The Panthers (1-4) hope to reverse the trend, which has fueled their four-game losing streak, when it visits South Carolina State on Saturday. Making it more difficult will be that quarterback Drew Little, who started last week’s game, won’t be able to play this week because he didn’t recover sufficiently enough from injuries sustained in last week’s loss to Murray State. Bo Schlechter, who started the season’s first three games, will start, and Kelton Hill will back him up.

“I think when you take the momentum and you have it, it’s a mark of maturity when you don’t let it go,” coach Bill Curry said. “What you learn when you become a really competent football player, you learn to play one play and then the next play and the next play without referencing the score, without referencing what the defense or offense is doing in front of you. You just keep playing until somebody blows the whistle and says the game is over.”

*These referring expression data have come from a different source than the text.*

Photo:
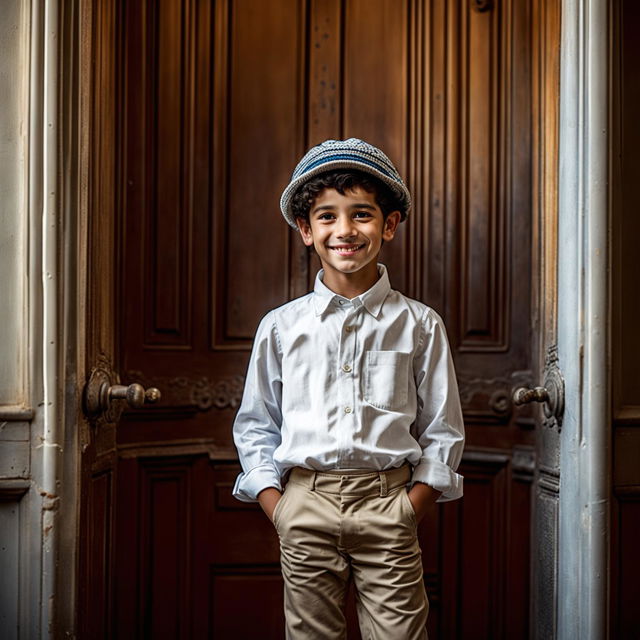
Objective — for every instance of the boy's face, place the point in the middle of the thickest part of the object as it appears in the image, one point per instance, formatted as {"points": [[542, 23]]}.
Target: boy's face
{"points": [[347, 231]]}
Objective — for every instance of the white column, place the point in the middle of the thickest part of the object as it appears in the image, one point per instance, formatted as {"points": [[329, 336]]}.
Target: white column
{"points": [[583, 316]]}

The Panthers have been outscored by 39 points in the first half of games this season, but the third quarters have been closer. The Panthers have been outscored by only six points in the third, but the failure to finish shows itself in the fourth-quarter numbers.

In the final quarter of games, Georgia State has been outscored 47-7.

It’s hard to win if you can’t get off to a good start and you don’t finish well. Curry said it has nothing to do with conditioning. It’s a function of discipline.

“I attribute it to a lack of poise and a lack of connection and urgency,” Curry said. “The start and finish are two of the most important times, and that’s where we’ve been the poorest.”

An example of the mental effect of momentum occurred in Saturday’s 48-24 loss to the Racers, a game that the Panthers seem to have in their grasp for a few short minutes.

After a poor start, the Panthers rallied and took a 10-7 lead. The Racers responded with a touchdown to take a 14-10 lead. And then came a sequence of plays that shows the fine line the Panthers are walking this year when it comes to success and failure.

Murray State scored on an 8-yard run to take a 21-10. Schlechter, in for an injured Drew Little, overthrew a wide-open receiver running down the middle of the field on what would have been an momentum-reversing touchdown.

Schlechter followed by shanking a punt on fourth down, giving the Racers a short field. They ran a simple screen that the defense badly misplayed, resulting in a 46-yard touchdown pass. In one quarter, a possible 21-17 close game turned into a 28-10 deficit, too much for the Panthers to overcome.

“That’s 14 points; that’s an incredible morale factor,” Curry said. “So you go into the half and work the half. And then we come back and we lose our edge again. We have to keep working through those experiences and build on them until we can play the whole game. If you ask me if it would have been this difficult to teach these lessons I would have laughed. But it’s reality, so we can’t act like it’s not there.”